Ambiente / Editoriale

Transizione sociale, non "solo" ecologica

Per cambiare il mondo, come ha ricordato proprio il ministro, si investiranno qualcosa come 40 milioni al giorno. Per farlo, però, è necessario essere all'altezza della situazione

TRENTO. Cala il sipario sulla giornata mondiale dell'ambiente, celebrata in mille modi, col rischio d'essere oggi già dimenticata. Una rapida pennellata verde su idee e pensieri e poi via, subito a pensare ad altro. Eppure non c'è sfida più importante di quella ambientale, per chi abbia voglia non solo di abitarlo, ma anche di costruirlo, il futuro.
 

E la transizione ecologica - di cui abbiamo parlato anche al Festival dell'economia di Trento con il ministro Cingolani, con la professoressa Bosetti, con manager come De Alessandri e Ghiselli e col sindaco di Trento Ianeselli - è la grande scommessa di questo tempo. Per cambiare il mondo, come ha ricordato proprio il ministro, si investiranno qualcosa come 40 milioni al giorno. Per farlo, però, è necessario essere all'altezza della situazione.

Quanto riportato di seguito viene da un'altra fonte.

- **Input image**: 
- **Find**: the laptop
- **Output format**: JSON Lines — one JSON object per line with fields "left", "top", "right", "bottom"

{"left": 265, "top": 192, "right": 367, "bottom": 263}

Vale per il nostro Paese, per l'Europa, per il nostro territorio, per le nostre città. Vale per le generazioni che stanno crescendo con nuove consapevolezze. Nuovi e tutt'altro che tradizionali, per ragazze e ragazzi, molti lavori. E nuove anche le opportunità in un mondo che s'è messo improvvisamente a correre, finalmente consapevole d'essere un malato potenzialmente terminale. La transizione non è però una bacchetta magica da brandire: i progetti partono ora e in parte sono partiti da tempo, ma il traguardo è fissato nel 2050. Servirà dunque una nuova mentalità, serviranno nuove energie, serviranno idee capaci di farsi ponte fra una vecchia idea di impresa e di economia e una nuova idea di sviluppo.

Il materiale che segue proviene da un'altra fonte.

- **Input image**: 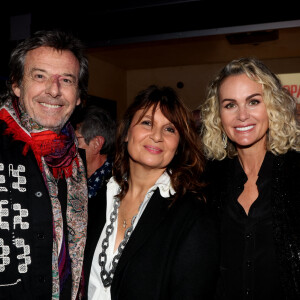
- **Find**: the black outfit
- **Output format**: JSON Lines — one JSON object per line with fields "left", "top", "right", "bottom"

{"left": 83, "top": 185, "right": 220, "bottom": 300}
{"left": 0, "top": 121, "right": 71, "bottom": 299}
{"left": 204, "top": 151, "right": 300, "bottom": 300}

Non basta parlare di sostenibilità, per intenderci: serve infatti ben altro. Interessante l'immagine usata dal ministro per far capire il senso del periodo che ci apprestiamo a vivere: prima raccogliamo i frutti che sono a terra (in termini di energia, di costruzioni, di un passato importante che non si può certo buttare via in un minuto) e poi dedichiamoci ai nuovi rami e ai nuovi frutti (in parte tutti da costruire e da inventare, accettando anche l'idea che si possano fare degli errori, a patto che si vada tutti in un'unica direzione). La transizione ecologica avrà però un senso non solo se sarà anche economica, ma soprattutto se sarà sociale. Convertire una produzione può persino essere semplice.

Convertire donne e uomini, lavoratrici e lavoratori di oggi e di domani richiede invece una transizione fatta di formazione continua, di nuovi paradigmi, di diverse diseguaglianze (fra persone, fra Stati, fra città, fra regioni...) da abbattere, di dialoghi fra generazioni, di scuole, di università e di politiche interconnesse con ciò che si andrà a disegnare. Il che, in un Paese per diverse ragioni instabile come il nostro, nel luogo in cui la burocrazia (che non va mai confusa con regole necessarie e con controlli fondamentali) ricorda sempre più un'idra a troppe teste, non è esattamente semplicissimo. Ma non c'è un'alternativa. Del resto, come diceva Mark Twain, tra vent'anni non sarete delusi dalle cose che avete fatto ma da quelle che non avete fatto. Esplorate. Sognate. Scoprite.